His thumb has been rounded off into a near-useless nub on his right hand. He can operate without it, but simple tasks like buttoning a shirt, typing and writing have become extremely difficult without the opposable digit. Meanwhile, he wears slip-on shoes because tying shoelaces is too difficult, but he has moved on. He’s learned to rope cattle without a thumb. Life goes on, he says.

At last, he finds what he’s looking for. He pulls out his billing statement from St. Rose. On it, the list of charges include: three X-rays for $732, a tetanus shot for $317 and a $2,578 Emergency Room Level 5 admissions charge. The bill totals $4,987, but his insurance company has negotiated it down to half of that.

“When all this stuff happened, I went down and met their patient advocate. I said, ‘Hey all this stuff is wrong. I’ll pay you for the X-ray and pain shot. I’m not paying you for the bandage of my hand, the treatment of my hand — none of the things you said you did and level of trauma you charged me,’” Hash said. “To me, that’s why our insurance charges are so out of hand.”

Hash has spent the better part of the year trying to resolve his bill with St.
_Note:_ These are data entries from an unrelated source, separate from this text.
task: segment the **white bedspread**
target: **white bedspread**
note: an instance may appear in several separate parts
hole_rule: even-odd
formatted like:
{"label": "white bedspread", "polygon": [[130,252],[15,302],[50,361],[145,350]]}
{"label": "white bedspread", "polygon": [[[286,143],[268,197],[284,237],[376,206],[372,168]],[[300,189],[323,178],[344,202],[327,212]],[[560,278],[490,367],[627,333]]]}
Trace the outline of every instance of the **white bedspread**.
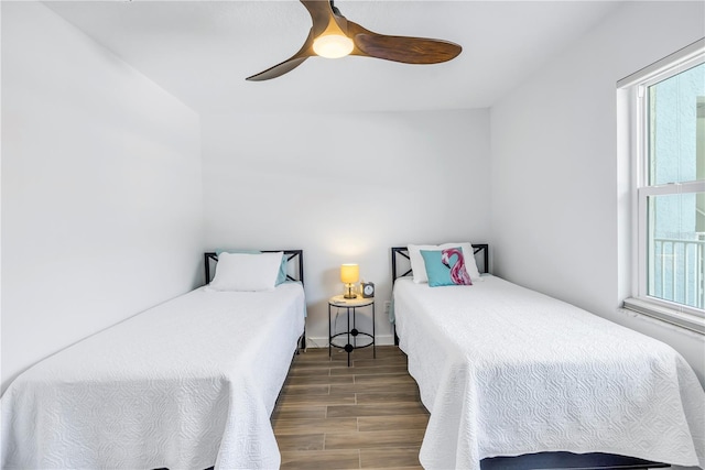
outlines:
{"label": "white bedspread", "polygon": [[2,468],[278,468],[304,308],[299,283],[199,288],[37,363],[2,396]]}
{"label": "white bedspread", "polygon": [[494,276],[397,280],[394,314],[431,412],[426,469],[557,450],[705,466],[705,393],[658,340]]}

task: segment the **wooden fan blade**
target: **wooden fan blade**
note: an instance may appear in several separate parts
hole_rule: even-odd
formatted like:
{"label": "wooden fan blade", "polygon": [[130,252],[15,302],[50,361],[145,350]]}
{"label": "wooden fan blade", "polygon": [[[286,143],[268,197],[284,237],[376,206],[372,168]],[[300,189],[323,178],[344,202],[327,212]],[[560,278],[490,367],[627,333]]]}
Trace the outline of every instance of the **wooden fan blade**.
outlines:
{"label": "wooden fan blade", "polygon": [[306,37],[306,42],[299,50],[296,54],[292,55],[281,64],[276,64],[275,66],[270,67],[264,72],[260,72],[259,74],[254,74],[251,77],[247,77],[246,80],[249,80],[249,81],[269,80],[272,78],[281,77],[282,75],[299,67],[301,64],[304,63],[305,59],[307,59],[312,55],[316,55],[316,53],[313,52],[313,46],[312,46],[313,37],[314,37],[313,29],[311,29],[311,32],[308,33],[308,37]]}
{"label": "wooden fan blade", "polygon": [[352,21],[348,21],[348,34],[356,46],[352,54],[404,64],[440,64],[457,57],[463,51],[449,41],[373,33]]}
{"label": "wooden fan blade", "polygon": [[328,22],[330,21],[330,17],[333,17],[333,9],[330,8],[329,0],[300,0],[306,10],[308,10],[308,14],[311,14],[311,21],[313,21],[313,26],[311,30],[313,31],[313,36],[317,37],[323,34],[323,32],[328,26]]}

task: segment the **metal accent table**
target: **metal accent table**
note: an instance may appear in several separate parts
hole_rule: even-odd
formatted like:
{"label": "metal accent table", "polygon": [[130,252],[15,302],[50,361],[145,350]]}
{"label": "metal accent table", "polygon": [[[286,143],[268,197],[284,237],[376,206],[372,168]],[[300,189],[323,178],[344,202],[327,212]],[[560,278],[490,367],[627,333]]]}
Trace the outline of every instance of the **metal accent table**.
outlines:
{"label": "metal accent table", "polygon": [[[348,327],[346,331],[335,334],[333,331],[333,308],[337,308],[338,311],[340,308],[346,309]],[[372,334],[364,332],[357,329],[356,327],[356,310],[361,307],[371,307],[372,308]],[[352,314],[352,325],[350,328],[350,314]],[[336,338],[346,337],[347,342],[345,345],[336,345]],[[365,337],[365,340],[368,340],[365,345],[358,345],[358,339],[360,337]],[[348,353],[348,367],[350,367],[350,352],[360,348],[372,347],[372,358],[377,359],[377,346],[375,345],[375,297],[364,298],[359,295],[356,298],[345,298],[343,295],[336,295],[328,299],[328,358],[332,356],[333,348],[344,349],[345,352]]]}

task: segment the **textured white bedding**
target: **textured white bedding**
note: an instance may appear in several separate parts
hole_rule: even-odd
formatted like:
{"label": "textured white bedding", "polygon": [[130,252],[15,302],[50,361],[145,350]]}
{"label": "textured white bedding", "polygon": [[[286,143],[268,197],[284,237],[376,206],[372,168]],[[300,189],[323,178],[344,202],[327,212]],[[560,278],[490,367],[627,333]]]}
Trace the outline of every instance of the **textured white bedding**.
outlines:
{"label": "textured white bedding", "polygon": [[424,468],[479,469],[486,457],[557,450],[705,466],[705,393],[677,352],[484,280],[394,284],[400,347],[431,412]]}
{"label": "textured white bedding", "polygon": [[304,308],[299,283],[199,288],[47,358],[2,396],[2,468],[278,468]]}

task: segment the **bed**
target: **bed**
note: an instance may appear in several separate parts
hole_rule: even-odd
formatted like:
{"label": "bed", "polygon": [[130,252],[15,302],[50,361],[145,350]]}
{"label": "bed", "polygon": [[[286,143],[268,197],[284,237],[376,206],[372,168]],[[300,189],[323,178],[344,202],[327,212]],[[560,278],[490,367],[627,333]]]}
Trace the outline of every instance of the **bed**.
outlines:
{"label": "bed", "polygon": [[[221,260],[210,284],[15,379],[1,400],[2,468],[278,468],[270,415],[303,341],[303,252],[237,255],[268,256],[267,289],[224,288],[220,264],[236,254],[205,253],[206,282]],[[259,276],[236,274],[225,281]]]}
{"label": "bed", "polygon": [[[470,250],[486,272],[488,247]],[[705,393],[672,348],[489,274],[416,283],[412,258],[392,248],[395,335],[431,413],[424,468],[705,464]]]}

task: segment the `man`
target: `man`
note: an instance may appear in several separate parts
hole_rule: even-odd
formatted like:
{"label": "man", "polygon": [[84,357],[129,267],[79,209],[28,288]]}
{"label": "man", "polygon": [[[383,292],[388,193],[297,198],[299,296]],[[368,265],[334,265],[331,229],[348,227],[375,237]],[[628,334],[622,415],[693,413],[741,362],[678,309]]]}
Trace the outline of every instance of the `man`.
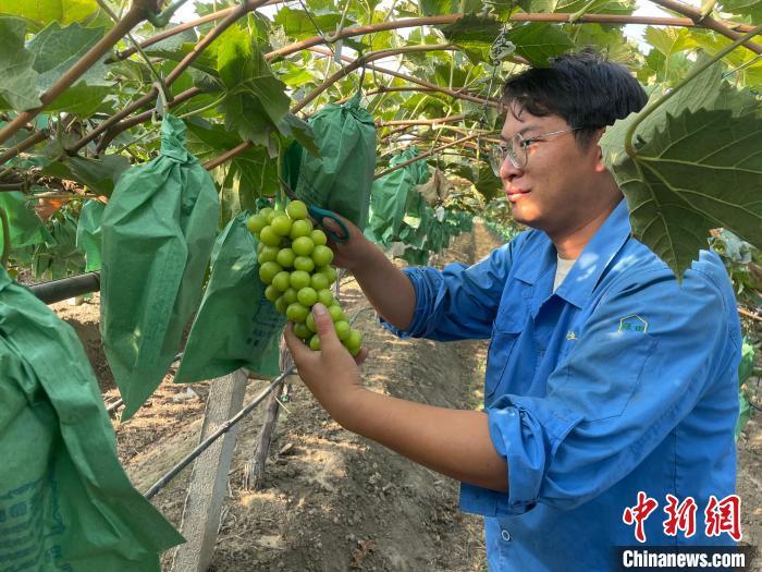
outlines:
{"label": "man", "polygon": [[[491,570],[614,570],[615,547],[641,539],[732,545],[703,522],[711,496],[735,490],[729,280],[702,252],[680,284],[631,236],[598,146],[606,125],[642,108],[642,88],[583,52],[508,80],[504,102],[500,177],[532,230],[442,271],[402,272],[356,229],[335,247],[397,334],[490,338],[486,410],[368,391],[321,306],[321,352],[287,331],[302,378],[345,428],[463,483],[462,509],[486,516]],[[686,520],[665,533],[667,495],[692,499],[695,534]]]}

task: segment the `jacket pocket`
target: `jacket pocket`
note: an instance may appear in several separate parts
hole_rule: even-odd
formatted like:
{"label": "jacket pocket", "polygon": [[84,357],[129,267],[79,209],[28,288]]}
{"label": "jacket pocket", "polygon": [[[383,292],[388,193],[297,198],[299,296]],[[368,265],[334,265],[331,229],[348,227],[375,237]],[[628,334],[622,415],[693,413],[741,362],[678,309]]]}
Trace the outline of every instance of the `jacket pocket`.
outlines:
{"label": "jacket pocket", "polygon": [[503,328],[514,331],[504,331],[496,324],[492,327],[492,338],[490,339],[490,348],[487,354],[484,406],[489,406],[494,401],[497,389],[504,385],[505,368],[521,334],[521,331],[515,325],[504,325]]}

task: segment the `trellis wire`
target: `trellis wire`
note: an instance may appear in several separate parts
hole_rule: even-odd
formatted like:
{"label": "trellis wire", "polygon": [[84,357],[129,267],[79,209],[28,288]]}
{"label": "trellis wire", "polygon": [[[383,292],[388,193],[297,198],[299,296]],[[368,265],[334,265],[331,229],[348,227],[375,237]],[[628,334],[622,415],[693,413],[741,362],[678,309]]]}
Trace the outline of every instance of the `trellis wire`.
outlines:
{"label": "trellis wire", "polygon": [[200,455],[204,451],[206,451],[217,439],[219,439],[222,435],[228,433],[231,427],[235,426],[241,419],[243,419],[246,415],[251,413],[257,405],[259,405],[262,401],[265,401],[265,398],[267,398],[270,392],[280,384],[283,379],[285,379],[286,376],[290,376],[296,370],[296,366],[291,366],[285,372],[282,372],[259,395],[257,395],[253,401],[250,401],[244,409],[242,409],[238,413],[236,413],[233,417],[228,419],[225,423],[220,425],[220,427],[212,433],[209,437],[204,439],[198,446],[190,451],[188,454],[186,454],[182,461],[180,461],[176,465],[174,465],[167,474],[164,474],[159,480],[157,480],[146,492],[143,495],[145,498],[150,499],[157,495],[162,488],[164,488],[170,480],[172,480],[177,474],[185,468],[187,465],[189,465],[198,455]]}

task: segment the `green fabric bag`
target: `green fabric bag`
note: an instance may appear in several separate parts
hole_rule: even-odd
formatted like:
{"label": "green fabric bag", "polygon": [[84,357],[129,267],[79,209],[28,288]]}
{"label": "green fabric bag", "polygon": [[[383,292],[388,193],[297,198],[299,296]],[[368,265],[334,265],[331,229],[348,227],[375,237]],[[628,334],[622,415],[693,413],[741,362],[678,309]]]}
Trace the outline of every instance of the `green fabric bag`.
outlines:
{"label": "green fabric bag", "polygon": [[183,537],[130,483],[74,330],[0,268],[0,567],[159,571]]}
{"label": "green fabric bag", "polygon": [[161,155],[120,177],[101,223],[100,332],[122,421],[159,386],[198,308],[217,234],[214,183],[167,115]]}
{"label": "green fabric bag", "polygon": [[280,373],[278,342],[285,317],[265,297],[248,217],[239,212],[214,243],[211,277],[175,382],[213,379],[239,367],[262,376]]}
{"label": "green fabric bag", "polygon": [[[8,215],[11,230],[11,248],[23,248],[52,240],[42,221],[35,215],[27,196],[19,191],[0,193],[0,208]],[[5,238],[0,228],[0,253]]]}
{"label": "green fabric bag", "polygon": [[329,104],[312,115],[309,124],[320,157],[294,142],[283,175],[298,198],[339,212],[364,230],[376,168],[376,124],[359,101],[358,93],[343,106]]}
{"label": "green fabric bag", "polygon": [[100,200],[88,200],[82,206],[76,227],[76,247],[85,253],[85,271],[100,270],[100,221],[106,205]]}

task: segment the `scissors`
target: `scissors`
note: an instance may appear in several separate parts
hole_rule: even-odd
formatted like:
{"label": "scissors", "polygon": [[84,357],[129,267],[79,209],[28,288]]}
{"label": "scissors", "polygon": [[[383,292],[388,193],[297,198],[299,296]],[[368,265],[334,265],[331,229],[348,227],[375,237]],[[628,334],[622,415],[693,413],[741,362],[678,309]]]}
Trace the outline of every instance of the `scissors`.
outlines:
{"label": "scissors", "polygon": [[[297,200],[296,193],[294,193],[291,186],[288,186],[288,183],[285,182],[285,179],[283,179],[280,175],[278,177],[278,179],[280,180],[281,186],[283,187],[283,191],[285,192],[286,196],[292,200]],[[328,234],[328,238],[331,239],[333,242],[343,244],[349,240],[349,229],[346,227],[346,224],[344,224],[344,221],[340,219],[336,216],[336,214],[332,210],[320,208],[315,205],[307,205],[307,212],[309,212],[309,216],[312,218],[312,220],[315,220],[316,226],[319,227],[325,234]],[[323,218],[329,218],[333,222],[335,222],[342,230],[342,233],[337,234],[331,229],[325,228],[322,222]]]}

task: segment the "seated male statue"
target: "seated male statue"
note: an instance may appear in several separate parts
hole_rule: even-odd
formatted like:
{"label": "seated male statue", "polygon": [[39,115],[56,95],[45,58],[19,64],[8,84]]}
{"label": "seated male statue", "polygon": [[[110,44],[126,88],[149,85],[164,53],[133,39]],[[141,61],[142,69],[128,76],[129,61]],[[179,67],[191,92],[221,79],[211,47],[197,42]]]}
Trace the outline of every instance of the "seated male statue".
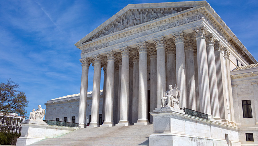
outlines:
{"label": "seated male statue", "polygon": [[169,85],[169,90],[167,91],[165,93],[163,93],[165,94],[161,98],[162,107],[169,106],[179,108],[178,98],[180,96],[180,91],[177,90],[176,84],[173,88],[171,85]]}

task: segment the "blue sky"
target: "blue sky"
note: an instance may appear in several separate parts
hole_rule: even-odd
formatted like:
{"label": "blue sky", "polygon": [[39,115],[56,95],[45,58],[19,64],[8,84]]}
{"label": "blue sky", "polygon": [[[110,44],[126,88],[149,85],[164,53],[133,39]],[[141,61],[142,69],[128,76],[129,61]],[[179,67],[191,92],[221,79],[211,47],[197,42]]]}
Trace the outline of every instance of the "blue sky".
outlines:
{"label": "blue sky", "polygon": [[[172,1],[2,1],[0,82],[11,78],[19,85],[29,113],[38,104],[45,108],[47,100],[79,93],[81,51],[75,44],[128,4]],[[258,59],[258,1],[207,1]],[[91,66],[88,91],[93,76]]]}

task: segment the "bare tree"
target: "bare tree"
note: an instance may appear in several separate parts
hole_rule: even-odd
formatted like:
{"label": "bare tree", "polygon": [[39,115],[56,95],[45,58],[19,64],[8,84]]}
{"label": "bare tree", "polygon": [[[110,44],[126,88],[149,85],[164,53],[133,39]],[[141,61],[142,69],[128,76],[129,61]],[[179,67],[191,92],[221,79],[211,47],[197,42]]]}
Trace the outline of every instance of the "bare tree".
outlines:
{"label": "bare tree", "polygon": [[17,116],[26,117],[25,108],[29,101],[24,92],[18,90],[19,86],[9,79],[7,82],[0,84],[0,124],[4,123],[0,127],[0,131],[9,130],[12,121],[9,116],[11,113]]}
Rose and learn more about how he was treated at both St. Rose and University Medical Center.

“This whole thing, it could’ve been avoided if they didn’t tell us they could help him,” said Angela Hash, Bo’s wife. “He’s a good guy, honest. If they would have told us no they can’t, it would’ve been a different thing. Them telling us yes they could take care of him then, from that time on, it just lost us time.”

After Bo Hash left St. Rose, he was forced to wait six hours in the UMC emergency room before hand surgeon Dr. Andrew Bronstein met him for surgery. It wasn’t until then that Hash learned a replantation medical team had determined his hand was too damaged for reattachment. But Hash still wonders if the length of time he waited before surgery played a role in losing his thumb.

In a letter Hash said he received from Bronstein, Hash learned he was bumped twice for surgery because his hand was not a candidate for reattachment. He also learned that Bronstein was also a hand surgeon on call at St. Rose de Lima but was never contacted.

Bronstein did not return calls from the Sun to verify the letter, but Hash produced an email from Bronstein referencing the letter.

Hash is frustrated by his treatment at UMC, but he has accepted the outcome. He feels St. Rose, however, is charging him for treatment he didn’t receive. Hash said St. Rose has refused or not responded to multiple calls to sit down with him to discuss the charges.

Health Insurance Portability and Accountability Act regulations prevented hospital officials from commenting on Hash’s visit with the Las Vegas Sun. Meanwhile, St. Rose officials declined to comment on the specific charges that make up an ER visit, saying only that the charges are set at a corporate level, not locally.

“Bottom line is they know, they know,” Hash said. “They just figure I’m like anybody else, and I’ll give up.

His next step is a small-claims court, where Gerald Gillock, a medical malpractice attorney and friend of Hash’s, said Hash has a good chance to win. Still, it is a unique step not many take.

“I’ve never seen anybody take it to small-claims court or take it in and make them justify the charges,” Gillock said. “They got to have an accountability. I think they should’ve sat down with him and gone over the charges and absolved him of it.”

Hash knows the case will never grow his thumb back. It was a risk he took when he decided to take up the rodeo sport of team-roping, and he’s learned to adapt without the digit. He has owned up to that fact.

Now, he said, it’s the hospital’s turn.